L’antagonisme des Etats et de l’Organisation mondiale de la santé envers les fabricants de tabac devient un frein à toutes les innovations destinées à libérer les fumeurs de la cigarette, en leur proposant des produits moins nocifs pour leur santé et leur bien-être. Cette position prive une bonne partie de la population mondiale, surtout des pays pauvres, de l’accès aux produits de substitution à la cigarette et qui ne soient pas dangereux pour la santé.Par M. GUEYE

– Depuis plusieurs années, l’Organisation mondiale de la santé (Oms), imitée en cela par de nombreux Etats de par le monde, a décidé de bannir toutes les innovations proposées par l’industrie du tabac et destinées à atténuer ou éliminer la nocivité de la cigarette combustible. Ce refus de coopérer avec l’industrie du tabac a empêché ses contempteurs de se rendre compte des innovations qui ont été réalisées, et pourrait constituer à la longue une menace pour la santé publique.
Dr Derek Yach, de la Faculté de médecine de l’Université de Capetown, en Afrique du Sud, a dévoilé des chiffres qui indiquent que la cigarette était responsable d’environ 8 millions de décès de par le monde à l’heure actuelle. Si rien n’était fait, ce chiffre pourrait atteindre les 10 millions dans une vingtaine d’années. Par contre, des mesures draconiennes pourraient permettre de limiter de façon significative ce nombre dans le même laps de temps. Pour cela, l’Oms et les Etats devraient accepter de regarder avec moins d’hostilité les produits alternatifs au tabac qui sont proposés aux fumeurs qui recherchent des substituts moins dangereux pour la santé.
Derek Yach, qui intervenait par visio-conférence au cours d’un panel organisé la semaine dernière, lors du dernier Forum mondial sur la nicotine (Global forum on nicotine en anglais), à Liverpool, en Angleterre, a démontré que les compagnies de tabac qui, il y a 60 ans, cherchaient à nier la nocivité de leurs produits, ont ces dernières années énormément misé sur la recherche-développement, pour offrir au public des produits comme la cigarette électronique ou le tabac chauffé qui tendent de plus en plus à prendre la place de la cigarette classique dans leur chiffre d’affaires.

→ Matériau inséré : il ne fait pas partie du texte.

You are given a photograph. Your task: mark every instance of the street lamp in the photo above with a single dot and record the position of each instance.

Le rôle de ces produits alternatifs dans la réduction de la nocivité du tabac, affirme Derek Yach, a même été reconnu par la Fda (Food and drug administration) américaine, l’agence de régulation des Etats-Unis chargée d’approuver la qualité des médicaments et des produits alimentaires mis sur le marché. Elle a accepté la mise sur le marché américain de certains produits alternatifs mis au point par certains grands noms de l’industrie du tabac. Pour certaines compagnies de tabac comme Philip Morris Inter­national (PMI), ces produits alter­natifs constituent aujour­d’hui un peu plus du quart de leur chiffre d’affaires. PMI a l’ambition de porter ce chiffre à 50% d’ici 2025.
Si pourtant, dans beaucoup de pays développés, le consommateur a la possibilité de bénéficier de ces innovations, cela n’est pas encore le cas dans la majorité des pays d’Afrique, ainsi même que les moins avancés. Les raisons en sont principalement, comme l’ont noté les Dr Joseph Magero, un activiste anti-tabac du Kenya, ou Sree Sucharita, de l’Inde, un manque de volonté politique de la part des gouvernants de tenter de comprendre les bénéfices sur la santé des produits innovants proposés comme des alternatives à la cigarette classique. Ce manque de volonté politique, qui part souvent de l’idée préconçue selon laquelle rien de bon ne peut venir de l’industrie du tabac, fait qu’il est difficile de trouver ces produits alternatifs sur les marchés des pays en développement et de l’Afrique en particulier.
Pour que les choses changent, les intervenants à la conférence, comme le scientifique Cliff Douglas, estiment que les gouvernants et l’Organisation mondiale de la santé devraient adopter, avec l’industrie du tabac, la voie préconisée dernièrement, à Genève, par le président américain Joe Biden : «Parler avec son adversaire, ne pas lui faire confiance, vérifier ses assertions.»